A.  ACCEPTANCE AND ENTIRETY -
Buyer's acceptance of this Contract is expressly limited to the terms and conditions contained herein. If Buyer accepts any shipments of Product under this Contract prior to Seller and Buyer's execution of this Contract, those shipments shall be governed by the terms and conditions in this Contract. Except for those prior shipments, this Contract shall not bind Seller unless and until it is signed by an authorized representative of Seller.

This Contract constitutes the parties' entire understanding about the Product during the term of this Contract. None of Buyer's inconsistent and/or additional terms and conditions submitted in acknowledging this Contract or in issuing purchase orders, releases, shipping instructions or other documents shall apply to this Contract.

B.  ASSIGNMENT -
Neither party may assign this Contract or any rights or obligations hereunder without the prior written consent of the other party, which consent shall not be unreasonably withheld. Any assignment of this Contract without such consent shall be null and void. Notwithstanding the foregoing, Seller may assign this Contract, without such consent, to a purchaser or transferee of all or a substantial portion of Seller's facility(ies) which is usually producing the Product for sale under this Contract. Upon Seller's written request, Buyer shall assign this Contract to any purchaser or other transferee of all or a substantial portion of the facility(ies) for whom Buyer is purchasing the Product.

C.  NOTICES -
Any notice shall be sufficiently given when sent by mail, postage prepaid, or telefacsimile and received by the recipient at the address set forth herein or such other address as the recipient may by notice designate to the other party.

D.  HEADINGS -
The section and sub-section headings or titles are included for ease of reference only and do not affect any part of the text or affect its meaning or interpretation.

E.  DEFINITIONS -
The definitions assigned to certain terms on the first page of this Contract shall apply to these terms and conditions.
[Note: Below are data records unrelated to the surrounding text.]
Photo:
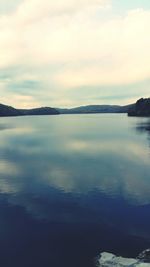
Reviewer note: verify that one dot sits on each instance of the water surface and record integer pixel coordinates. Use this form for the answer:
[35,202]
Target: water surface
[72,186]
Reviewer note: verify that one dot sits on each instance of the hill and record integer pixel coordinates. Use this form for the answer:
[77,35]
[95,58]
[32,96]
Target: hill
[96,109]
[141,108]
[6,111]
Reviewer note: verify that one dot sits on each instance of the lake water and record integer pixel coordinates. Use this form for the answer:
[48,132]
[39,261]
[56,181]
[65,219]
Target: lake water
[72,186]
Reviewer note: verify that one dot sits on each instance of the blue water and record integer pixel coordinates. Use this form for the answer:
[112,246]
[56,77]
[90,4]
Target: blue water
[72,186]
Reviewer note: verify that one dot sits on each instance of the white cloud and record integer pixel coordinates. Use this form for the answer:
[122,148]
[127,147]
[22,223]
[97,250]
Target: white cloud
[81,47]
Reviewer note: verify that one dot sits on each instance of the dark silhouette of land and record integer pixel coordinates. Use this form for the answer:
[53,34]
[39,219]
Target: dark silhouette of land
[140,108]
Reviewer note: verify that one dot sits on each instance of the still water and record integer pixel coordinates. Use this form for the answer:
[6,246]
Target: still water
[72,186]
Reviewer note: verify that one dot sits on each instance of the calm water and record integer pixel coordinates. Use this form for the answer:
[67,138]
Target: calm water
[72,186]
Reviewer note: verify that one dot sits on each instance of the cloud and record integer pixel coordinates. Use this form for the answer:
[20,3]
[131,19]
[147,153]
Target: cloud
[67,45]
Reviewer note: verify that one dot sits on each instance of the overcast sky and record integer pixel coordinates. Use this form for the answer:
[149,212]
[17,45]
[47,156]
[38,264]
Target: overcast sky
[74,52]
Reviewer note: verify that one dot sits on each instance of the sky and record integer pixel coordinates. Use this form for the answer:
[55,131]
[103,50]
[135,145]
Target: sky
[67,53]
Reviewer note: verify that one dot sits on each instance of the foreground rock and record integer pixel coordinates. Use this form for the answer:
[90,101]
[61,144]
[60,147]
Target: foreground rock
[110,260]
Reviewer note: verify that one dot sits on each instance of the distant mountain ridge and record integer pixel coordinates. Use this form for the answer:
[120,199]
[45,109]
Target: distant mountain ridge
[6,111]
[96,109]
[141,108]
[11,111]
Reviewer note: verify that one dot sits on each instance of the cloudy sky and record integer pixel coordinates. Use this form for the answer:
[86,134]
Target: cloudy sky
[74,52]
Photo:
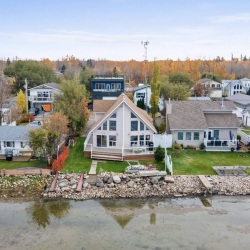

F.  WAIVER AND MODIFICATION -
A party's failure to exercise any of its rights under this Contract upon one occasion shall not be a waiver of its right to exercise the same on another occasion. No alteration, modification or amendment of this Contract will be effective unless it is in writing and signed by both parties.

G.  GOVERNING LAW -
This Contract shall be governed by, and interpreted according to, the internal laws of the State of New York without giving effect to any conflict of laws principles.

H.  SEVERABILITY -
If any provision of this Contract is or becomes invalid, illegal, or otherwise void, the remaining provisions of this Contract shall not be affected and shall continue in full force and effect. If such invalidity, illegality or voidness becomes known or apparent to a party, that party shall promptly notify the other party, and the parties shall promptly negotiate in good faith in an attempt to make appropriate changes to this Contract to achieve as closely as possible, consistent with applicable law, the intent and spirit of that illegal, invalid or void provision.

I.  COUNTERPARTS -
This Contract may be executed in one or more counterparts, each of which shall be deemed an original and all of which shall be deemed to be one and the same agreement.

J.  CONFLICT -
In the event that there is a conflict between the typed terms on the first page of this Contract and any term in Sections 1 through 15 of these General Terms and Conditions, that typed term shall prevail and govern that conflict.